El purpurado fue aún más allá al subrayar que este reconocimiento no debe limitarse a aquellos con quienes compartimos afinidades o que consideramos “buenos”. “Incluso en aquellas personas que han cometido errores gravísimos en la vida”, afirmó el cardenal, es posible hallar la presencia divina, porque “todos fuimos creados a imagen y semejanza de Dios”. Esta enseñanza central de la teología cristiana recalca la dignidad inalienable de cada ser humano y la capacidad de redención y transformación que reside en cada corazón. En un contexto social marcado por conflictos y divisiones, la exhortación a ver la imagen divina incluso en quienes han errado gravemente, ofrece una ruta hacia la reconciliación y la compasión.

En este sentido, el cardenal Rueda Aparicio animó a los fieles no solo a descubrir este tesoro de la humanidad en los demás, sino también a custodiarlo con celo, empezando por el núcleo familiar. La familia, considerada la primera escuela de fe y amor, se convierte así en el primer campo donde se puede cultivar y proteger la presencia de Dios en las relaciones interpersonales. Al fortalecer los lazos familiares basados en el respeto mutuo, la comprensión y el perdón, se construye un entorno propicio para la manifestación de ese tesoro divino.

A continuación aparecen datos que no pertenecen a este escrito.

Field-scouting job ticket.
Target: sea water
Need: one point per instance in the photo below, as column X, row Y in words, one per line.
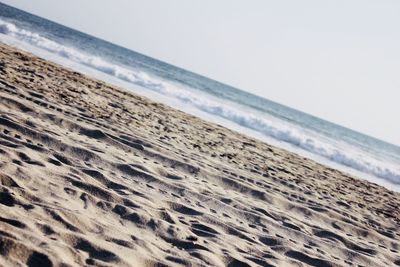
column 328, row 143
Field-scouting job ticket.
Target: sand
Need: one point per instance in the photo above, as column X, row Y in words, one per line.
column 91, row 174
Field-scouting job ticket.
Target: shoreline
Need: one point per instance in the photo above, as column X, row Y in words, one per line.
column 93, row 174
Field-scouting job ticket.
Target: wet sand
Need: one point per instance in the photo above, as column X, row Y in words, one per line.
column 91, row 174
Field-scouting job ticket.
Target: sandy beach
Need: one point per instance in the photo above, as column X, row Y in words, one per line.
column 94, row 175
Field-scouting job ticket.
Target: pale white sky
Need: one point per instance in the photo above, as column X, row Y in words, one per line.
column 338, row 60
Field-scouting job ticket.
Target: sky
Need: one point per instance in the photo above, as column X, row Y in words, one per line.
column 338, row 60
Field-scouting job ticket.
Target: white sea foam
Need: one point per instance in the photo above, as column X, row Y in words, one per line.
column 346, row 156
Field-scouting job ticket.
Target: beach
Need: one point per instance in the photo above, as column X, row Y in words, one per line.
column 95, row 175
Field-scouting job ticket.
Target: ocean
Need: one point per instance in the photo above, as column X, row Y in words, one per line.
column 330, row 144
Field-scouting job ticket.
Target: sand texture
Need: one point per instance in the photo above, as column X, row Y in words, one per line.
column 93, row 175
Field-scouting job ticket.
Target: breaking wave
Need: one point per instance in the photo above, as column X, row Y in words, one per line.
column 279, row 131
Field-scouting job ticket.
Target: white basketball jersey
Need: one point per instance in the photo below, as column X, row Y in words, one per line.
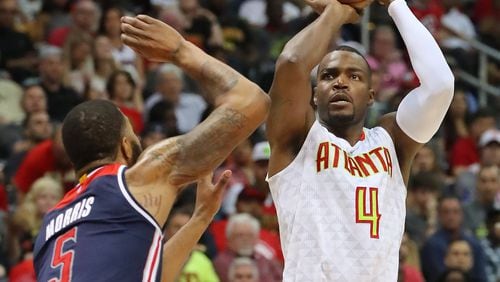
column 341, row 208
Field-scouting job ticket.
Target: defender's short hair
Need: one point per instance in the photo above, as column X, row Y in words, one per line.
column 91, row 131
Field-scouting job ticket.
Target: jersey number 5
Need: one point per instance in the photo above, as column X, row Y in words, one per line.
column 372, row 216
column 64, row 259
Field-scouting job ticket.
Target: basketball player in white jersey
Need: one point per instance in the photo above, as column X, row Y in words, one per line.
column 339, row 188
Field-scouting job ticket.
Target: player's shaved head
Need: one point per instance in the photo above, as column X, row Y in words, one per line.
column 92, row 131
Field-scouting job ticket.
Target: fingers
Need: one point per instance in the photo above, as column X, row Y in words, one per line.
column 132, row 30
column 135, row 22
column 130, row 40
column 146, row 19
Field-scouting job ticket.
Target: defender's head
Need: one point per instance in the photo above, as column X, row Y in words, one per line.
column 343, row 92
column 97, row 132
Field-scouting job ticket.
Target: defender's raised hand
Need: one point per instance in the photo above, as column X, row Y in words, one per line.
column 151, row 38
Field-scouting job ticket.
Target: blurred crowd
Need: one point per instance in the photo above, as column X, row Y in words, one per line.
column 55, row 54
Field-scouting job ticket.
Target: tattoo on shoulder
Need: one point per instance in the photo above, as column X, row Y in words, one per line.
column 151, row 203
column 216, row 80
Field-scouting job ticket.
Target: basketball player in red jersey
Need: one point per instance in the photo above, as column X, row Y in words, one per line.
column 109, row 227
column 339, row 188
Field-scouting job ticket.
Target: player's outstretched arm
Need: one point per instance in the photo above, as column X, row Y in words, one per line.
column 178, row 248
column 291, row 114
column 241, row 106
column 421, row 112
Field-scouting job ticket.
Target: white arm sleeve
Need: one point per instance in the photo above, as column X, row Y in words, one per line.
column 423, row 109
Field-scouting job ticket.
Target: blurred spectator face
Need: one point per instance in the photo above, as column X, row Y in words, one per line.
column 85, row 15
column 112, row 22
column 80, row 51
column 490, row 154
column 170, row 86
column 450, row 214
column 488, row 184
column 242, row 239
column 103, row 48
column 480, row 125
column 34, row 100
column 60, row 155
column 244, row 273
column 383, row 42
column 424, row 160
column 459, row 255
column 52, row 69
column 458, row 107
column 38, row 127
column 189, row 7
column 123, row 90
column 8, row 13
column 176, row 223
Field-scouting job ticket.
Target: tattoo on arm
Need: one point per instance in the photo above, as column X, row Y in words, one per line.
column 216, row 80
column 151, row 203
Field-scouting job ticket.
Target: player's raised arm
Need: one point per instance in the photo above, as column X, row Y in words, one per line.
column 241, row 106
column 421, row 112
column 291, row 114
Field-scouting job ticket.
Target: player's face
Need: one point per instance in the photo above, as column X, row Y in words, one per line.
column 343, row 91
column 459, row 256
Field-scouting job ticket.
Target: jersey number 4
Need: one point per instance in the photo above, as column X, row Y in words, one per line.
column 64, row 259
column 367, row 209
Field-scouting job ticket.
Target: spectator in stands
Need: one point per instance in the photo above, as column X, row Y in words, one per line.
column 457, row 27
column 429, row 12
column 123, row 91
column 464, row 151
column 491, row 245
column 421, row 217
column 409, row 261
column 434, row 250
column 84, row 17
column 34, row 99
column 188, row 106
column 386, row 58
column 202, row 28
column 487, row 197
column 242, row 233
column 55, row 162
column 243, row 270
column 60, row 99
column 43, row 195
column 77, row 54
column 104, row 66
column 36, row 129
column 17, row 51
column 459, row 256
column 198, row 266
column 123, row 55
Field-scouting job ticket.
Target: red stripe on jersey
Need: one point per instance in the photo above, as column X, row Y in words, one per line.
column 111, row 169
column 155, row 258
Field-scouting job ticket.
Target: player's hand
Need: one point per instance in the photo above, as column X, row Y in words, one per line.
column 209, row 196
column 151, row 38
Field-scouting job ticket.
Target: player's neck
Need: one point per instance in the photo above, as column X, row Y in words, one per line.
column 351, row 133
column 92, row 166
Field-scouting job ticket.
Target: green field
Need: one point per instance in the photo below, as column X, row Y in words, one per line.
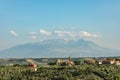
column 81, row 72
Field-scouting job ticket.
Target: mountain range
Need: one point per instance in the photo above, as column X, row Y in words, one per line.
column 58, row 48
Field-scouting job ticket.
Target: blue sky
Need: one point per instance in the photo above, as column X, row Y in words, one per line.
column 24, row 21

La reflexión del arzobispo concluyó con una metáfora evocadora: “Somos una vasija de barro, somos un campo de tierra, pero Dios está en medio de nosotros”. Esta imagen, que remite a la fragilidad humana y a la vez a la grandeza de la presencia divina, invita a la humildad y a la esperanza. Reconocerse como “vasijas de barro” implica aceptar nuestras limitaciones y vulnerabilidades, mientras que la certeza de que “Dios está en medio de nosotros” infunde una fortaleza inquebrantable. Con esta profunda certeza, el cardenal exhortó a los fieles a “empezar esta semana y vivir en alegría como el campesino que encontró el tesoro escondido”.

El mensaje del cardenal Luis José Rueda Aparicio no es solo una reflexión teológica; es una guía práctica para la vida diaria, un llamado a transformar la percepción de nuestro entorno y de las personas que lo habitan. Al identificar a Dios no solo en los templos o en los textos sagrados, sino en la mirada del otro, en la dignidad intrínseca de cada ser humano, se abre una vía para construir sociedades más justas, compasivas y unidas. Es una invitación a la alegría que surge del descubrimiento de un valor inestimable, un tesoro que, una vez hallado, reordena toda existencia y le confiere un propósito trascendente. La Arquidiócesis de Bogotá, bajo el liderazgo de su cardenal, continúa así promoviendo una fe encarnada en la realidad y comprometida con la promoción de la dignidad humana.